Évêque d’Alexandrie, + 326
En ce 26 février, l’Église fait mémoire de saint Alexandre d’Alexandrie, évêque et pasteur au temps des grandes épreuves doctrinales du IVᵉ siècle. Successeur de saint Pierre d’Alexandrie sur le siège épiscopal de cette ville marquée par les débats théologiques, il dut affronter l’une des crises les plus graves de l’Antiquité chrétienne, la naissance de l’arianisme.Face à Arius, l’un de ses prêtres, qui contestait la pleine divinité du Fils de Dieu, Alexandre chercha d’abord la voie du dialogue et de la correction fraternelle. Devant l’obstination de l’intéressé et la diffusion croissante de ses thèses, il convoqua un concile local pour condamner l’erreur et préserver l’intégrité de la foi transmise par les Apôtres. L’enjeu n’était pas secondaire, il touchait au cœur même du mystère du Christ.
Aux côtés d’Alexandre se tenait alors l’un de ses diacres, le futur saint Athanase, qui deviendra le grand défenseur du symbole de Nicée. En 325, lors du premier concile œcuménique réuni à Nicée, les Pères affirmèrent solennellement que le Fils est « consubstantiel » au Père, rejetant ainsi l’hérésie arienne. Saint Alexandre eut la consolation de voir la vérité proclamée par les trois cent dix-huit évêques réunis. Le combat ne fut pas seulement théologique. L’arianisme se diffusait largement, notamment par des chants populaires qui véhiculaient ses formules simplifiées. L’évêque d’Alexandrie dut faire face à une extension rapide de l’erreur, soutenue en certains lieux par l’évêque Mélèce de Lycopolis. Dans ce contexte troublé, la fermeté doctrinale s’accompagnait chez lui d’une authentique charité pastorale.

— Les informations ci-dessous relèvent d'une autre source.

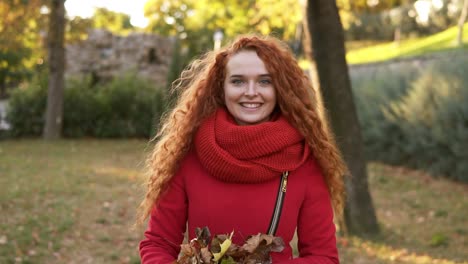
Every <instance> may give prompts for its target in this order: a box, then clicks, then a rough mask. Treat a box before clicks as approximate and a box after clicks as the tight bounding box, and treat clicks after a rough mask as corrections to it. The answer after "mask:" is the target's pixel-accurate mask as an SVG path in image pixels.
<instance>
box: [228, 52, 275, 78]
mask: <svg viewBox="0 0 468 264" xmlns="http://www.w3.org/2000/svg"><path fill="white" fill-rule="evenodd" d="M226 71H227V75H228V76H229V75H258V74H268V71H267V69H266V67H265V63H264V62H263V61H262V60H261V59H260V57H258V55H257V53H256V52H255V51H253V50H244V51H240V52H238V53H236V54H234V55H232V56H231V58H229V60H228V62H227V64H226Z"/></svg>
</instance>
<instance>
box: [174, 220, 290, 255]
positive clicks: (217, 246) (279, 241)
mask: <svg viewBox="0 0 468 264" xmlns="http://www.w3.org/2000/svg"><path fill="white" fill-rule="evenodd" d="M195 233H196V235H197V237H196V238H194V239H192V240H191V241H190V242H189V243H187V244H182V245H181V250H180V254H179V258H178V260H177V263H178V264H198V263H207V264H239V263H242V264H258V263H262V264H267V263H271V257H270V252H281V251H282V250H283V249H284V241H283V239H282V238H280V237H275V236H272V235H267V234H261V233H259V234H257V235H254V236H250V237H249V238H248V239H247V240H246V241H245V243H244V244H243V245H236V244H234V243H232V240H231V238H232V235H233V233H234V232H232V233H231V234H223V235H215V236H214V237H213V239H211V233H210V230H209V229H208V227H204V228H202V229H200V228H197V229H196V230H195Z"/></svg>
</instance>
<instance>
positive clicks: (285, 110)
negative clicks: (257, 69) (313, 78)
mask: <svg viewBox="0 0 468 264" xmlns="http://www.w3.org/2000/svg"><path fill="white" fill-rule="evenodd" d="M242 50H254V51H256V53H257V55H258V56H259V57H260V58H261V59H262V61H263V62H264V63H265V66H266V69H267V71H268V72H269V73H270V74H271V76H272V82H273V85H274V87H275V88H276V92H277V98H278V99H277V100H278V101H277V103H278V106H279V109H280V110H281V113H282V114H283V115H284V116H285V117H286V118H287V119H288V120H289V121H290V123H291V125H293V126H294V127H296V128H297V129H298V130H299V131H300V133H301V134H302V135H303V136H304V137H305V139H306V142H307V143H308V144H309V146H310V148H311V150H312V153H313V154H314V157H315V158H316V160H317V162H318V164H319V166H320V168H321V170H322V173H323V175H324V177H325V180H326V182H327V186H328V189H329V192H330V195H331V199H332V203H333V208H334V210H335V213H337V214H341V212H342V209H343V199H344V183H343V178H342V177H343V175H345V174H346V172H347V169H346V166H345V164H344V162H343V160H342V158H341V155H340V153H339V151H338V148H337V147H336V144H335V141H334V139H333V136H332V134H331V133H330V132H329V129H328V126H327V125H326V124H327V123H326V122H325V120H323V119H322V118H321V117H320V114H319V108H320V107H319V105H318V96H317V93H316V91H315V90H314V89H313V87H312V84H311V82H310V80H309V78H308V77H307V76H306V75H305V74H304V72H303V70H302V69H301V68H300V67H299V65H298V63H297V61H296V59H295V58H294V56H293V55H292V52H291V51H290V49H289V48H288V47H287V46H286V45H285V44H284V43H283V42H281V41H279V40H277V39H275V38H273V37H260V36H255V35H248V36H241V37H239V38H237V39H236V40H235V41H233V43H232V44H231V45H229V46H227V47H225V48H223V49H221V50H219V51H213V52H209V53H207V54H205V55H204V56H203V57H202V58H200V59H198V60H196V61H194V62H192V63H191V65H190V66H189V67H188V68H187V69H186V70H184V71H183V72H182V74H181V77H180V78H179V79H178V80H177V81H176V82H174V84H173V88H174V89H180V90H181V93H180V94H179V97H178V100H177V103H176V105H175V107H174V108H173V109H172V111H171V112H170V113H169V114H168V115H167V116H166V117H165V118H164V119H163V121H162V124H163V125H162V127H161V129H160V131H159V133H158V134H157V135H156V137H155V139H157V143H156V145H155V147H154V150H153V152H152V155H150V157H149V159H148V167H149V170H148V171H149V178H148V182H147V192H146V196H145V198H144V199H143V201H142V202H141V204H140V207H139V212H138V219H137V223H139V224H142V223H143V222H144V221H145V220H146V219H147V218H148V217H149V215H150V213H151V210H152V208H153V207H154V206H155V205H156V204H157V203H158V201H159V198H160V197H161V194H162V193H163V192H164V191H165V190H166V189H167V186H168V184H169V181H170V179H171V177H172V176H173V175H174V174H175V172H176V170H177V168H178V166H177V165H178V164H179V162H180V161H181V160H182V158H183V157H184V156H185V155H186V153H187V151H188V150H189V149H190V147H191V145H192V142H193V136H194V134H195V132H196V131H197V129H198V127H199V126H200V124H201V122H202V121H203V120H204V119H205V118H207V117H208V116H210V115H212V114H213V113H214V112H215V111H216V109H217V108H219V107H224V94H223V83H224V79H225V75H226V64H227V62H228V60H229V58H230V57H231V56H232V55H234V54H236V53H238V52H240V51H242Z"/></svg>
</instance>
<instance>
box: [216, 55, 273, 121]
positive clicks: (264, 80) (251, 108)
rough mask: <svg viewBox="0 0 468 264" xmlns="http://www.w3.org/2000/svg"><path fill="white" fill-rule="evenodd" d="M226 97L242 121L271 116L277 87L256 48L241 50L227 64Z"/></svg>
mask: <svg viewBox="0 0 468 264" xmlns="http://www.w3.org/2000/svg"><path fill="white" fill-rule="evenodd" d="M226 74H227V76H226V80H225V81H224V101H225V103H226V108H227V109H228V111H229V112H230V113H231V114H232V116H233V117H234V119H235V120H236V123H237V124H239V125H253V124H259V123H262V122H265V121H267V120H269V119H270V117H271V114H272V113H273V110H274V108H275V106H276V90H275V88H274V86H273V83H272V81H271V76H270V74H269V73H268V71H267V70H266V68H265V64H264V63H263V61H262V60H261V59H260V58H259V57H258V55H257V53H256V52H255V51H241V52H239V53H237V54H235V55H234V56H232V57H231V59H230V60H229V62H228V64H227V65H226Z"/></svg>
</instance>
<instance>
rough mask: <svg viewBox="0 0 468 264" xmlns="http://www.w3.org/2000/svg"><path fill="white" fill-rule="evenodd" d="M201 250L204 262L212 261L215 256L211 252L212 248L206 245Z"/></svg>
mask: <svg viewBox="0 0 468 264" xmlns="http://www.w3.org/2000/svg"><path fill="white" fill-rule="evenodd" d="M200 252H201V259H202V261H203V263H211V258H212V257H213V255H212V254H211V252H210V250H208V248H206V247H204V248H202V249H201V250H200Z"/></svg>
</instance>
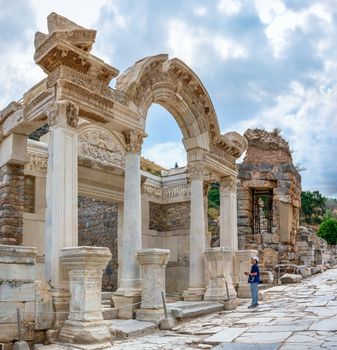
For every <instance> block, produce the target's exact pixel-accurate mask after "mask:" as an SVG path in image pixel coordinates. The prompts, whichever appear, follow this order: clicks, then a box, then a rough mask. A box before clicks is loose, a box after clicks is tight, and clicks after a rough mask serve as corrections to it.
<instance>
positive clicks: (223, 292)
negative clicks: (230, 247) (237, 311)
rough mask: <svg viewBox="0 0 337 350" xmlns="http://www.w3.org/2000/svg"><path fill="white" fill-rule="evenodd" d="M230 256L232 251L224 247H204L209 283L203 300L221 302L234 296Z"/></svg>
mask: <svg viewBox="0 0 337 350" xmlns="http://www.w3.org/2000/svg"><path fill="white" fill-rule="evenodd" d="M232 256H233V253H232V252H231V251H230V250H228V249H226V248H209V249H206V251H205V257H206V264H207V270H208V275H209V283H208V287H207V289H206V292H205V296H204V299H205V300H214V301H220V302H223V301H224V300H231V299H235V298H236V291H235V289H234V286H233V281H232V268H233V267H232V265H233V264H232ZM226 285H227V286H226ZM227 293H228V294H227Z"/></svg>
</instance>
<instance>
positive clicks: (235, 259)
mask: <svg viewBox="0 0 337 350" xmlns="http://www.w3.org/2000/svg"><path fill="white" fill-rule="evenodd" d="M255 255H257V250H253V249H248V250H238V251H237V252H236V254H235V266H236V271H237V276H238V284H239V290H238V297H239V298H250V297H251V294H250V287H249V285H248V276H247V275H245V271H250V269H251V266H252V265H251V263H250V259H251V257H252V256H255Z"/></svg>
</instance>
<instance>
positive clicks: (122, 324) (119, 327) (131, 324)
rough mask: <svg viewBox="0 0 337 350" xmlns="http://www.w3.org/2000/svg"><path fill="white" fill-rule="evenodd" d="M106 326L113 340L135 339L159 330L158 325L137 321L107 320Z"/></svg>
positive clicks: (118, 319) (150, 323)
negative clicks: (129, 338)
mask: <svg viewBox="0 0 337 350" xmlns="http://www.w3.org/2000/svg"><path fill="white" fill-rule="evenodd" d="M105 324H106V325H107V326H108V328H109V331H110V333H111V335H112V337H113V339H125V338H129V337H135V336H139V335H142V334H147V333H152V332H154V331H156V330H157V329H158V327H157V325H156V324H154V323H152V322H142V321H137V320H120V319H118V320H107V321H105Z"/></svg>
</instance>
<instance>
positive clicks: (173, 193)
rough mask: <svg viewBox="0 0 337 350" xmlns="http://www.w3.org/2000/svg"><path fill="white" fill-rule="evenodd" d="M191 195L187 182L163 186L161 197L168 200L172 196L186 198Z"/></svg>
mask: <svg viewBox="0 0 337 350" xmlns="http://www.w3.org/2000/svg"><path fill="white" fill-rule="evenodd" d="M190 196H191V187H190V185H189V184H184V185H177V186H172V187H164V188H163V199H164V200H169V199H174V198H179V199H181V198H186V200H188V199H189V198H190Z"/></svg>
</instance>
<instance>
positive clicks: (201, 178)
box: [183, 162, 205, 300]
mask: <svg viewBox="0 0 337 350" xmlns="http://www.w3.org/2000/svg"><path fill="white" fill-rule="evenodd" d="M189 172H190V177H191V217H190V219H191V222H190V265H189V288H188V290H187V291H185V292H184V294H183V296H184V299H185V300H200V299H202V296H203V293H204V291H205V267H204V252H205V222H204V220H205V215H204V187H203V164H202V163H201V162H193V163H190V164H189Z"/></svg>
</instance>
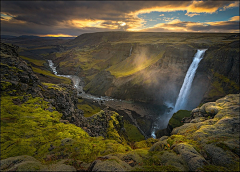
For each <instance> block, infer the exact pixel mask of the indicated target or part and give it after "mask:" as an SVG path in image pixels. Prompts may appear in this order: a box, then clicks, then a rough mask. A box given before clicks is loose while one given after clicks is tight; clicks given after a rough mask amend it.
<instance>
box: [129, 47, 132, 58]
mask: <svg viewBox="0 0 240 172" xmlns="http://www.w3.org/2000/svg"><path fill="white" fill-rule="evenodd" d="M131 54H132V47H131V49H130V52H129V57H130V56H131Z"/></svg>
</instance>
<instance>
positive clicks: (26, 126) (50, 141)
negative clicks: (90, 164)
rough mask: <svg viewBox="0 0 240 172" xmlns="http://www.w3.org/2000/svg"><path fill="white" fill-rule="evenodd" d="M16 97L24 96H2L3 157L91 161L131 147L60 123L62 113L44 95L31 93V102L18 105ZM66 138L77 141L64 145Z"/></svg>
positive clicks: (2, 153)
mask: <svg viewBox="0 0 240 172" xmlns="http://www.w3.org/2000/svg"><path fill="white" fill-rule="evenodd" d="M16 98H18V99H22V98H23V97H21V96H15V97H13V96H12V97H11V96H2V97H1V159H5V158H8V157H13V156H18V155H30V156H33V157H35V158H37V159H38V160H40V161H41V162H44V163H48V162H53V161H57V160H58V159H63V158H72V159H76V160H81V161H85V162H91V161H93V160H94V159H95V158H96V157H97V156H100V155H105V154H106V153H108V152H110V153H113V152H126V151H129V150H131V148H130V147H129V146H126V145H123V144H119V143H118V142H117V141H115V140H105V139H103V137H89V135H88V134H87V133H86V132H85V131H84V130H82V129H81V128H79V127H77V126H75V125H73V124H64V123H60V122H59V120H60V119H61V116H62V114H60V113H59V112H57V111H53V112H50V111H48V110H45V109H47V108H48V102H46V101H44V100H43V99H42V98H39V97H36V98H32V97H31V96H28V101H26V102H25V103H22V104H20V105H15V104H13V102H12V100H13V99H16ZM113 120H114V119H113ZM113 120H112V121H113ZM65 138H71V139H73V140H74V141H73V142H72V144H64V145H63V142H62V140H63V139H65ZM50 145H53V146H54V149H53V150H52V151H50V150H49V148H50ZM106 150H107V151H106ZM49 154H51V155H52V158H51V159H48V158H47V155H49Z"/></svg>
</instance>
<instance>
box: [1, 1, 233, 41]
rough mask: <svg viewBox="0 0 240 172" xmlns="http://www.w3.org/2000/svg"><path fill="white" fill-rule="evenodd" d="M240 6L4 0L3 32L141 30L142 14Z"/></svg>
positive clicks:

Car saint Alexandre se montra également plein de miséricorde envers les « lapsi », ces chrétiens qui, sous la torture, avaient renié la foi et désiraient revenir dans la communion de l’Église après le retour de la paix. Refusant les positions rigoristes qui fermaient toute possibilité de réconciliation, il maintint l’exigence de la vérité tout en ouvrant un chemin de pénitence et de réintégration ecclésiale.
La liturgie le présente comme un « glorieux vieillard enflammé de zèle pour la foi ». Devenu évêque d’Alexandrie après saint Pierre, il retrancha Arius de la communion ecclésiale, puis participa à sa condamnation solennelle à Nicée. Quelques mois après le concile, en 326, il s’en alla vers le Seigneur, laissant à l’Église l’exemple d’un pasteur qui sut unir la fermeté doctrinale à la miséricorde, dans un moment décisif de son histoire.